XML and JSON files store and transport data. What is the best way to store a Date-Time value? Always, always, always use the integer epoch format: the number of milliseconds since Jan 1, 1970 UTC. This post tells you why.
The date-time value can be stored as
- a string showing month, day, year as well as the time.
- an integer counting the number of seconds of the epoch (since Jan 1, 1970)
When we consider a string showing year month day, etc. the clear standard is the ISO 8601 date string format. This is the format that looks like this: 1990-04-26T04:26:00.000Z This format has been around for decades, and is well supported on all platforms. It shows the year “-” month “-” day “T” hour “:” minute “:” second “.” decimal fractions of a second followed by the time zone indicator.
Considerations Against Human Readable Format
Date values are problematic for one reason: time zones. We don’t agree on what time or day it is right now throughout the world. Nor do we agree on what time or day it was for any point in history. Programmers make this mistake so often. The programmer is working in one time zone, all the test users are in one time zone, a simple date value like “4-26-1990” seems like a pretty stable quantity. Then you get into user testing with users in different time zones and it all blows up.
Most programmers make the mistake that thinking that the time zone affects only the “hour” part, so it is incredibly common for a programmer to strip the time off of a date value. For instance (and I had to find this exact bug recently) a client and server were in different time zones, the client was sending a date (without time) to the server, which was storing it as a complete date (using midnight as the time) and then the full date/dime was sent back to the client which interpreted it as 11pm the previous day. So the day was appearing always one day less than in should have been — and this was a big problem for the users.
It is very easy for the programmer to compose a string for the date above: “1990-04-26T00:00:00Z” and think they have specified February 14, only to find that this is really a date time on Feb 13 for all of the western hemisphere.
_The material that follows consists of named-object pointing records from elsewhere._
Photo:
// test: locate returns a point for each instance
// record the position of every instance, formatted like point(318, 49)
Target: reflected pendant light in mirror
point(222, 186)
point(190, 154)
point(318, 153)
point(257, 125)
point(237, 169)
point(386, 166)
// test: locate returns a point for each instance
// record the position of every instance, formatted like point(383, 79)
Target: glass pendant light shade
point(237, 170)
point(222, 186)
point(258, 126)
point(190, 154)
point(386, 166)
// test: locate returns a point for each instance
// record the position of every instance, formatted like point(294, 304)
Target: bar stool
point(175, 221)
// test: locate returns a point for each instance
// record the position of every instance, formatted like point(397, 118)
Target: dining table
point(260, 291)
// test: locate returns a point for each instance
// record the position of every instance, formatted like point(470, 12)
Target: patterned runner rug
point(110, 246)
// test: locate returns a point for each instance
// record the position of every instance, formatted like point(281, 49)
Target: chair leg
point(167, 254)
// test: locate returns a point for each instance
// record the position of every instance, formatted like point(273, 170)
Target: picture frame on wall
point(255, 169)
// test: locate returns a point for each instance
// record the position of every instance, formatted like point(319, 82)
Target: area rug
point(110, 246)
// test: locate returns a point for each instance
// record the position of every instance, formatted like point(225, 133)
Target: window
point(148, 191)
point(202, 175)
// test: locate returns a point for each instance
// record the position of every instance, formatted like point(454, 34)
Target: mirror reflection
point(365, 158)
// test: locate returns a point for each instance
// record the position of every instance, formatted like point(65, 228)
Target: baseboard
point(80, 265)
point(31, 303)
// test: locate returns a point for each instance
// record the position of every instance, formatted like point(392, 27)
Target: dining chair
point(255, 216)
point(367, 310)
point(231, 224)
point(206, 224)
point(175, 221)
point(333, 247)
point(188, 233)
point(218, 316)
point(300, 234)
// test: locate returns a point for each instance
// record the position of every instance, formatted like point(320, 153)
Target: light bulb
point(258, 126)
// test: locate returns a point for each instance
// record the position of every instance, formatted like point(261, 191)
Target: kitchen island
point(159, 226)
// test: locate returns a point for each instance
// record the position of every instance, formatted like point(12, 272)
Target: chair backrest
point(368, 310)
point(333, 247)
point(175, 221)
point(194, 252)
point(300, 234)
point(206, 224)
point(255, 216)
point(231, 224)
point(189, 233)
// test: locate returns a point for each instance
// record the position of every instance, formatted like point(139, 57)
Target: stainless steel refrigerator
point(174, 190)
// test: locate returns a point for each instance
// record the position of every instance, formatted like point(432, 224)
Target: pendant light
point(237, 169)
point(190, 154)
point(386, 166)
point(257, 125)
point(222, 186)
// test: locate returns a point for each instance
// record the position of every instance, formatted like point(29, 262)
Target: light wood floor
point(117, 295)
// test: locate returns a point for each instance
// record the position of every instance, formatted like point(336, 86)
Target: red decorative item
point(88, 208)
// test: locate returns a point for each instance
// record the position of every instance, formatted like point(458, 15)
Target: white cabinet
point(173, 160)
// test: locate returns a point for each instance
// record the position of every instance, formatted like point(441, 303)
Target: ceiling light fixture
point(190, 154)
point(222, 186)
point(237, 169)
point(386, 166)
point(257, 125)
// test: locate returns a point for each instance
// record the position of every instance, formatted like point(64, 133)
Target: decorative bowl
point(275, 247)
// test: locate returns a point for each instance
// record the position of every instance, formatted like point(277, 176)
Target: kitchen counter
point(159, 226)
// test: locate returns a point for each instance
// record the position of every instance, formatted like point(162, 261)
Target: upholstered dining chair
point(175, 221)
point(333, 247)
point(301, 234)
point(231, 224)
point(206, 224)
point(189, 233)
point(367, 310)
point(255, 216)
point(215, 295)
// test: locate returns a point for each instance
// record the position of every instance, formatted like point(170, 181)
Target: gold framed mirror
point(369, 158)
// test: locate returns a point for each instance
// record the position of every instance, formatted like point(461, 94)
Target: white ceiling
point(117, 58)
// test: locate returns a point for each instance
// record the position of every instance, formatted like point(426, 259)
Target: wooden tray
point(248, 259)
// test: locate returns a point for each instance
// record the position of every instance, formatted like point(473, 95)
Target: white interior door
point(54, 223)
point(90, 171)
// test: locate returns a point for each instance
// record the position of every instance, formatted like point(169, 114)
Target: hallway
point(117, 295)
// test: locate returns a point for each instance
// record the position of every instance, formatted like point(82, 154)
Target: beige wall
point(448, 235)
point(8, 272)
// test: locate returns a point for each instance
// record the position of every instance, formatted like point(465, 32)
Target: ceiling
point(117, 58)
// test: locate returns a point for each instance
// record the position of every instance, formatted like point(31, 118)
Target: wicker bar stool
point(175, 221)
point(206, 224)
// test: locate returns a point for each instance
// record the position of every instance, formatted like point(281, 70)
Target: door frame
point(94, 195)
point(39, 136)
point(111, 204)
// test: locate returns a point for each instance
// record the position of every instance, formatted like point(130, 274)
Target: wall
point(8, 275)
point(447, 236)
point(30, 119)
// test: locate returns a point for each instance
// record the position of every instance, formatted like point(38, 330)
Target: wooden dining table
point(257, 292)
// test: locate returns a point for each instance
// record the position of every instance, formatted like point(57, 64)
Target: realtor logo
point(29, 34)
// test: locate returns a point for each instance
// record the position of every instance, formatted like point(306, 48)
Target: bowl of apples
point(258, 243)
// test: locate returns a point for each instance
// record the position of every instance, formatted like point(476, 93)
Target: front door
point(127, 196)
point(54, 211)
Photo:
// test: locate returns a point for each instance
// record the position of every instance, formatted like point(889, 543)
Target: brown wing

It gets worse when you consider daylight savings time. Many programmers don’t seem to understand that PST (Pacific Standard Time) and PDT (Pacific Daylight Time) are actually different time zones according to the ISO 8601 format. Similarly what can happen is like above, but accidentally specifying “1990-04-26T00:00:00PST” but of course, April should be in daylight time. What happens is that same problem that the 1 hour shift causes the date to be interpreted as 11pm the previous day. And so on.
The solution of course is that all dates should always be stored and interpreted according to a single time zone, and by convention that time zone is always UTC (also known as GMT). Recording a date using any other time zone is almost surely going to cause a problem at some point. So instead, use the “Z” time zone, but that still trips people up. A meeting 8pm on April 26 in California, is actually coded “2014-04-27:04:00:00Z” — you have to be prepared that the date part looks like the wrong date!
If you do track the time zone properly, you probably are aware that the daylight time change does not happen at midnight — because otherwise you would have two midnights on one day of the year that would mean it is hard to say which midnight caused the date change. So it is moved to 2am. That avoids the date problem, but you still end up with the largely ignored problem that 1:30am occurs twice on one day a year, and those different 1:30am times are distinguished by the time zone they are in. How much do you want to bet that setting a meeting for 1:30am is messed up on half the systems out there?
The point of using a text encoding that is “human readable” is that peole can view the value and know what it means. My experience has been that this is actually a distraction that causes more bugs than it is worth.
The Advantage of the Integer
There are two basic advantage of the numeric data-time value.
First is that it is fast to convert. Conversion to and from string does not require a calendar, and it does not require knowledge of the hundred or so time zones that exist. Furthermore, the rules behind time zones can change. Keeping to the “Z” timezone eliminates some of this complexity, however it is still slower than simply converting an integer.
Since it is not human readable (well, you can read the integer value easily enough, but that value does not have any automatic meaning to people) there is no expectation for certain values to exist, and therefor no confusion when it shows what appears to be the wrong day.
When writing a date value into a file of XML or JSON for storage in a file on the disk, or for machine to machine transfer, always use the integer value of the date: the number of milliseconds since Jan 1, 1970 UTC.
It is not very readable, but that is not the point. It is fast, and it is universal, and you will have fewer bugs in the implementation.